The Criminalization of Dissent – The Toronto G20 Redux, Pt 2
Sunday, October 31st, 2010
Todd Howe, WeAreChangeToronto
October 31, 2010
Early on the morning of Sunday June 27th, police burst into the University of Toronto’s Graduate Student’s Union. There they arrested around seventy sleeping political activists, protesters, guests from out of town that the GSU had billeted for the weekend and allowed to crash on the floor of the gymnasium. They were seized and led away (some barefooted) to waiting buses for the trip to the freezing cold, perpetually illuminated cells of Torontonamo Bay – otherwise known as the Eastern Avenue detention center. Fast forward three and a half months to October 14th, and all charges of conspiracy and unlawful assembly have been dropped. In fact, of the roughly 1,100 people arrested over the course of the G20 weekend, charges have been dropped against all but 100 detainees as of this writing.

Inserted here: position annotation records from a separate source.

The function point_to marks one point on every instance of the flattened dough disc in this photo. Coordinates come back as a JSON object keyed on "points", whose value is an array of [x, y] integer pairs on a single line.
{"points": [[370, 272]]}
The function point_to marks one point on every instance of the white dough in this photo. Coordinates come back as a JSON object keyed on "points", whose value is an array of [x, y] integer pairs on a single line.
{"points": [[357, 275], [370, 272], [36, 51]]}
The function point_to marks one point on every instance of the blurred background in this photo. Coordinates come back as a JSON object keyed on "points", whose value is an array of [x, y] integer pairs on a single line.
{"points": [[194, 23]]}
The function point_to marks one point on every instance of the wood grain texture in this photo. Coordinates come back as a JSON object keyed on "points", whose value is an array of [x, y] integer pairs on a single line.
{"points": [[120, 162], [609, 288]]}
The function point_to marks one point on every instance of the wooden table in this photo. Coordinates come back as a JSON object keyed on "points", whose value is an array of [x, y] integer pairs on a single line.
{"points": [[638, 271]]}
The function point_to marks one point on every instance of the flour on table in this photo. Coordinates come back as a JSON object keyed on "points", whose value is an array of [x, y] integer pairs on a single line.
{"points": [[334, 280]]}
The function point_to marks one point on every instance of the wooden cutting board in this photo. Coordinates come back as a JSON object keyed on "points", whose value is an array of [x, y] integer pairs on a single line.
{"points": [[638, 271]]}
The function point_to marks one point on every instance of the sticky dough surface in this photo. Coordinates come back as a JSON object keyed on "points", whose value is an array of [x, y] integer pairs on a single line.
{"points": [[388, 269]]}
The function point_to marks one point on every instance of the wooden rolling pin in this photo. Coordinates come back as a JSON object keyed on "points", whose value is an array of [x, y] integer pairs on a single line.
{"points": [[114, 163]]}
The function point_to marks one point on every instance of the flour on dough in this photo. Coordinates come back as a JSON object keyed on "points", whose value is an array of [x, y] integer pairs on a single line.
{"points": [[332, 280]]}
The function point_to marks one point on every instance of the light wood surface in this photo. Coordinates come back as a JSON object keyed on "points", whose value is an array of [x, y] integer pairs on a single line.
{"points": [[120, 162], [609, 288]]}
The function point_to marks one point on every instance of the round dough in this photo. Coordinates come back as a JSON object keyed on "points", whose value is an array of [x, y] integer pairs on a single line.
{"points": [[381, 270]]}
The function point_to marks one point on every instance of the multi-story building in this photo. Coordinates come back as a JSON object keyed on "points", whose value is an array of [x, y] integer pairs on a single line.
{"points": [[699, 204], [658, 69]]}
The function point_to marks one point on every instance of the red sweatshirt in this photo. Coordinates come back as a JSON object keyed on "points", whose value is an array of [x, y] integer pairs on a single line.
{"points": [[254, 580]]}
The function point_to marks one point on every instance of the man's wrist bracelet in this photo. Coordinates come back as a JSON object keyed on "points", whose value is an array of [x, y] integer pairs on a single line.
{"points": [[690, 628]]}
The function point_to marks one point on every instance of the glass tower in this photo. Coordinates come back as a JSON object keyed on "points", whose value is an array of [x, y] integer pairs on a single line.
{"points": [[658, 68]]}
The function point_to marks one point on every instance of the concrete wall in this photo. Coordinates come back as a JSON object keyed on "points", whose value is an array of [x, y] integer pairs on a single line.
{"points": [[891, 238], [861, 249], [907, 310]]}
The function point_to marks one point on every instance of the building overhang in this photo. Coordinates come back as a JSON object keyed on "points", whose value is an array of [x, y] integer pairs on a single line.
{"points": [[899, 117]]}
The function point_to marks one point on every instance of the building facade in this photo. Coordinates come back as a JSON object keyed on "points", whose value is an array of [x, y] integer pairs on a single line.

Two other glaring instances of detention and mass arrest occurred during the evenings of Saturday June 26th, outside of the Novotel building on the Esplanade, and Sunday June 27th at Queen and Spadina. In the Canadian Civil Liberties Association’s preliminary report on the summit, the authors write “it appeared that after 5pm on Saturday, the constitutional protection against arbitrary detention and unreasonable searches had effectively been suspended across downtown Toronto.”